Clarissa Diniz nasceu em Recife e atualmente reside no Rio de Janeiro. Graduada em Lic. Ed. Artística/Artes Plásticas pela Universidade Federal de Pernambuco, UFPE; mestre pelo Programa de Pós-Graduação em Artes da Universidade do Estado do Rio de Janeiro (UERJ) e doutoranda no Programa de Pós-Graduação em Sociologia e Antropologia da Universidade Federal do Rio de Janeiro (UFRJ). Entre 2006 e 2015, foi editora da Tatuí, revista de crítica de arte. Publicou inúmeros catálogos e livros, dos quais destacam-se: Crachá – aspectos da legitimação artística (Recife: Massangana, 2008) e Gilberto Freyre (Rio de Janeiro: Coleção Pensamento Crítico, Funarte, 2010; em coautoria com Gleyce Heitor).Tem textos publicados em revistas, livros e coletâneas sobre arte e crítica de arte brasileira, como Criação e Crítica – Seminários Internacionais Museu da Vale (2009); Artes Visuais – coleção ensaios brasileiros contemporâneos (Funarte, 2017); Arte, censura, liberdade (Cobogó, 2018), dentre outros. De curadorias desenvolvidas, destacam-se contidonãocontido, cocuradoria com Maria do Carmo Nino e EducAtivo Mamam (Museu de Arte Moderna Aloísio Magalhães, Recife-PE, 2010), Contrapensamento selvagem (cocuradoria com Cayo Honorato, Orlando Maneschy e Paulo Herkenhoff. Instituto Itaú Cultural, SP), O abrigo e o terreno (cocuradoria com Paulo Herkenhoff. Museu de Arte do Rio – MAR, 2013), Ambiguações (Centro Cultural Banco do Brasil, Rio de Janeiro, 2013), Pernambuco Experimental (Museu de Arte do Rio – MAR, Rio de Janeiro, 2013), Todo mundo é, exceto quem não é – 13ª Bienal Naifs do Brasil (SESC Piracicaba, 2016 e Sesc Belezinho,2017), Dja Guata Porã – Rio de Janeiro Indígena (cocuradoria com Sandra Benites, Pablo Lafuente e José Ribamar Bessa. MAR, 2017) e À Nordeste (cocuradoria com Bitu Cassundé e Marcelo Campos. Sesc 24 de Maio, São Paulo, 2019). Foi curadora assistente do Programa Rumos Artes Visuais 2008/2009 (Instituto Itaú Cultural, São Paulo) e, entre 2008 e 2010, integrou o Grupo de Críticos do Centro Cultural São Paulo, CCSP. Foi pesquisadora do projeto Documents of 20th-century Latin American and Latino Art (International Centre for the Arts of the Americas – Museum of Fine Arts, Houston). Foi curadora convidada do Centre for Curatorial Leadership 2014 (Museum of Modern Art, MoMA, New York).
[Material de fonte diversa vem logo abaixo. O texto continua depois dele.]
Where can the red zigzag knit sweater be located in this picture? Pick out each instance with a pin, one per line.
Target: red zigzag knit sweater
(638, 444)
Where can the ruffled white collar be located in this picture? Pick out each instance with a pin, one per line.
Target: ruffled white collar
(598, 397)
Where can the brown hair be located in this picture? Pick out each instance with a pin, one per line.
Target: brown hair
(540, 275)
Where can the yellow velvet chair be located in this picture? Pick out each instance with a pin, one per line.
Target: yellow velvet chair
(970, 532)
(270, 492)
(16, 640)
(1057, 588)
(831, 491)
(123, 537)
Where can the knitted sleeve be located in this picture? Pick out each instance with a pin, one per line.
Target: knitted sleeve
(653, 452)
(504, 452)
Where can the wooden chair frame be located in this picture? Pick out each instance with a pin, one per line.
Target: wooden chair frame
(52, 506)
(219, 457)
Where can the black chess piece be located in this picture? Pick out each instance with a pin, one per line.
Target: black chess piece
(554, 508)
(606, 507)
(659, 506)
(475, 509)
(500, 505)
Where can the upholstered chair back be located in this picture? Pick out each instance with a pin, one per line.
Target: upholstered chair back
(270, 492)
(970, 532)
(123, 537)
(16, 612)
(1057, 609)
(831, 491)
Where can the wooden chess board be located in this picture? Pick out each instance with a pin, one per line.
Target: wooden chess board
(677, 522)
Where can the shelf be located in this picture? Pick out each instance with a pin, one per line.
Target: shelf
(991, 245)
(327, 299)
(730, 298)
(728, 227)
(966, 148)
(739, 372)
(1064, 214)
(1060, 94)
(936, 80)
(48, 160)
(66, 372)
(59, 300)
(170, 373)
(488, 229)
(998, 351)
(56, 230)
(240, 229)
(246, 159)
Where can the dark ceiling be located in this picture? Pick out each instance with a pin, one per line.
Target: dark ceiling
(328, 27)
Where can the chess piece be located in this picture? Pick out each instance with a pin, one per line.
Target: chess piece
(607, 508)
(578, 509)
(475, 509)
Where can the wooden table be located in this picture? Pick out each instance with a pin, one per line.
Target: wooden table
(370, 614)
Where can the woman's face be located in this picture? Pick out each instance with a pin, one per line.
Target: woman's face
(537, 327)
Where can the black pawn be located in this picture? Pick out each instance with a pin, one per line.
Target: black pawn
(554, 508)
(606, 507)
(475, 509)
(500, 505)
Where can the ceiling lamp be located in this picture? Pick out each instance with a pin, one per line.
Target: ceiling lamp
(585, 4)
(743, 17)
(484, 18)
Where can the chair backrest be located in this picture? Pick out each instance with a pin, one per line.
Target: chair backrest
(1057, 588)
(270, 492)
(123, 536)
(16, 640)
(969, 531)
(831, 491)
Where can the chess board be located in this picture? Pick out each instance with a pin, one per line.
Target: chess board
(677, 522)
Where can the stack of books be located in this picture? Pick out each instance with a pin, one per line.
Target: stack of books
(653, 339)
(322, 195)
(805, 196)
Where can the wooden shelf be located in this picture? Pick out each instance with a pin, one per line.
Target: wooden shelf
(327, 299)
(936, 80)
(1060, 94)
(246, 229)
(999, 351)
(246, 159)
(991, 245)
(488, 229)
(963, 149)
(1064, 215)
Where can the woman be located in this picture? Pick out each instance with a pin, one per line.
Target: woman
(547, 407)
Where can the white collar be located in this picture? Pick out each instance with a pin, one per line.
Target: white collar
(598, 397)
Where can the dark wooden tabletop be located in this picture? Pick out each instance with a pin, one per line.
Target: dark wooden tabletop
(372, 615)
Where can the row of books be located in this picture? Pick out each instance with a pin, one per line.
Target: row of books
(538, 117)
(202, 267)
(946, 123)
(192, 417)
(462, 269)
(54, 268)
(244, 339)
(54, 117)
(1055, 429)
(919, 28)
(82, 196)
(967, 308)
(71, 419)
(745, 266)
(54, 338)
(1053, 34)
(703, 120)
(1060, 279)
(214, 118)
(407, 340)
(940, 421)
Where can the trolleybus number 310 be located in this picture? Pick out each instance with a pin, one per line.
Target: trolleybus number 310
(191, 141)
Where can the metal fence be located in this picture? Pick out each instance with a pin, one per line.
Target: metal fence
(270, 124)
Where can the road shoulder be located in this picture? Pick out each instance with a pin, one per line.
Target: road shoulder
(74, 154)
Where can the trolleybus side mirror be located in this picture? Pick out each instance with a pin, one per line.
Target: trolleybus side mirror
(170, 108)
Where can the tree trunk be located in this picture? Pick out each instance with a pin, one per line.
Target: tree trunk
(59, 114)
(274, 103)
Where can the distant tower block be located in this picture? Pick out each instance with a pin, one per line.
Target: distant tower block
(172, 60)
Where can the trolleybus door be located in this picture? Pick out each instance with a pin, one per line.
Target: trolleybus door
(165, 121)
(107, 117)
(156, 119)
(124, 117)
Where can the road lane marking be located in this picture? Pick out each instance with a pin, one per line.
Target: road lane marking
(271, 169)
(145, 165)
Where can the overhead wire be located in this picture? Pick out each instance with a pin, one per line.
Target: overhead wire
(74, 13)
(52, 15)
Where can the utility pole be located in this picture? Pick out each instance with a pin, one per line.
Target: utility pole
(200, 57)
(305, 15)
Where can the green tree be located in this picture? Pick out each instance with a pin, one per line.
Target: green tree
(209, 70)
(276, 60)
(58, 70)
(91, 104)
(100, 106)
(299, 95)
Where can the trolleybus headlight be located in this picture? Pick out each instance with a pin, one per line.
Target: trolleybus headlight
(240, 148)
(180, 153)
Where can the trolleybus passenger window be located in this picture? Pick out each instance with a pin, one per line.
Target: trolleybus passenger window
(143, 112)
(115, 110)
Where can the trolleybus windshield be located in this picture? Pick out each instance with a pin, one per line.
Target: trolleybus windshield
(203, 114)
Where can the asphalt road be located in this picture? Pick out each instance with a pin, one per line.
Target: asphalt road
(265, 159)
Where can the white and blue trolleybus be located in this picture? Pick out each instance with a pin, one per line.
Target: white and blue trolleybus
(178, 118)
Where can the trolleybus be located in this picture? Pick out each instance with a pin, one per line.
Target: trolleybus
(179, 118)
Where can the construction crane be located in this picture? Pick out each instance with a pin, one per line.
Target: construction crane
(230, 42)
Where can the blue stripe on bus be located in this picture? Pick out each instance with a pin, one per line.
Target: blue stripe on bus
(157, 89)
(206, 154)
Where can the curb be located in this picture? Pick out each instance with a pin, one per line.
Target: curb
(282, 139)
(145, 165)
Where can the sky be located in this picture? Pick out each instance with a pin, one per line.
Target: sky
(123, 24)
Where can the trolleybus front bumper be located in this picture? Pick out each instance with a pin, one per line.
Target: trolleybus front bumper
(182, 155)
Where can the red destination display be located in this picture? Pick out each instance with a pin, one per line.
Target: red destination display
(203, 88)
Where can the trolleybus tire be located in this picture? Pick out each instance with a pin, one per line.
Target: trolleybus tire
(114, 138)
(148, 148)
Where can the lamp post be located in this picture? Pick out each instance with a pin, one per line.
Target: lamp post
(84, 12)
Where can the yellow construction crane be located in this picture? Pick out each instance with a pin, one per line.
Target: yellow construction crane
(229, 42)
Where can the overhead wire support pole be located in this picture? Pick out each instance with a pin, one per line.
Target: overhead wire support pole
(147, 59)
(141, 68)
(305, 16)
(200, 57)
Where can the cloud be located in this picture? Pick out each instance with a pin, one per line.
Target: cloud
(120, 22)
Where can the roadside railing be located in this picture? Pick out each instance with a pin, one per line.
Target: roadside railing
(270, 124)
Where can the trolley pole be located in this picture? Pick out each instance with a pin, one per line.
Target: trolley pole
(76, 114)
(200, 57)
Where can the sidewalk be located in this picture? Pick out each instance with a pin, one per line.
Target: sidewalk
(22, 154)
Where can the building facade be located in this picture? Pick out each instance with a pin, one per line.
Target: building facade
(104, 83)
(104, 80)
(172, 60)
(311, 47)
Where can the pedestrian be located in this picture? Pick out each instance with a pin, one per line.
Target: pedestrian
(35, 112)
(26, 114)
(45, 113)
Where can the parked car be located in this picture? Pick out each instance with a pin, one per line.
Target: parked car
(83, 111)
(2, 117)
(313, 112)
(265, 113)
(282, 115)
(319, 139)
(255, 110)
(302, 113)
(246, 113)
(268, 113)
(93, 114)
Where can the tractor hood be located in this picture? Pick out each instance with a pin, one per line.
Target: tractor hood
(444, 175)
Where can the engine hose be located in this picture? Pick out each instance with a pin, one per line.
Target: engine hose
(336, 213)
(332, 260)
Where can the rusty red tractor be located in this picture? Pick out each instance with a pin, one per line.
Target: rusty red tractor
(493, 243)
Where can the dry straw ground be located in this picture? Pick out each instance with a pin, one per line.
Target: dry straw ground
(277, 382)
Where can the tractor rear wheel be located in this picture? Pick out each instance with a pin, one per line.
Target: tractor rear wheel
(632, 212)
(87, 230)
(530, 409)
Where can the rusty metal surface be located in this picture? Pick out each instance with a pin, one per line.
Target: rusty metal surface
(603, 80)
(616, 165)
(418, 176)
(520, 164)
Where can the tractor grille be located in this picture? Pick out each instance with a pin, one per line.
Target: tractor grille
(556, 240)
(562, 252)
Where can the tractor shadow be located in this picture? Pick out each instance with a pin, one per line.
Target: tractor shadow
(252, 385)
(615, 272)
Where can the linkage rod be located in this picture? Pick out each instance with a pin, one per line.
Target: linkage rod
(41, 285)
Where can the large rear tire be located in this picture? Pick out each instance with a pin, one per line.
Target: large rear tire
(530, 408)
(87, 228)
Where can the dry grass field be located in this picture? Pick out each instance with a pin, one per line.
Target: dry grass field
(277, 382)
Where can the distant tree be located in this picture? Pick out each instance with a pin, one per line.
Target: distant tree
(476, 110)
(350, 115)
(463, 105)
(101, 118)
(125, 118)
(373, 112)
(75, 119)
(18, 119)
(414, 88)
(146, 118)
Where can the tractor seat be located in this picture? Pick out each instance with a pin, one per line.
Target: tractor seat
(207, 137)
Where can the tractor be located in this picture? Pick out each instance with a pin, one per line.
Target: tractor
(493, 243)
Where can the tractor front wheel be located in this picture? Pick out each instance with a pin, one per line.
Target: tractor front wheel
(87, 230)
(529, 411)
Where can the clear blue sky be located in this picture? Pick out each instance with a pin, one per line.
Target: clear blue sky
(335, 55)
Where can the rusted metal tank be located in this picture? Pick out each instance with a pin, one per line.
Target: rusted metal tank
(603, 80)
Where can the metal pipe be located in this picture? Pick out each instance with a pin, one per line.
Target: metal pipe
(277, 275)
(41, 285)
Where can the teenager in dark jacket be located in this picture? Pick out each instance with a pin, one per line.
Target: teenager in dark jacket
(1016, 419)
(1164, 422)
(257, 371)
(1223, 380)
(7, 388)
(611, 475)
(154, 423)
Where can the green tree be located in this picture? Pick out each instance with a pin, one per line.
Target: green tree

Marcelo Campos é professor e coordenador de graduação-Instituto de Artes da UERJ. Doutor em Artes Visuais – PPGAV da EBA-UFRJ. Textos publicados em periódicos e catálogos nacionais e internacionais. Curador das exposições Faustus, de José Rufino, Palácio da Aclamação, Salvador(2009); E agora toda terra é barro, de Brígida Baltar, CCBNB, Cariri e Fortaleza(2008/2009); Sertão contemporâneo, Caixa Cultural-RJ e Salvador(2008/2009).

Prili é artista, formação em Desenho pela Camberwell College of Arts. Trabalha como artista e educadore de artes. Traça pontos entre jogos, cidade e materiais. É atraíde por inversões e mudanças de perspectivas, transações que são constantes para crianças.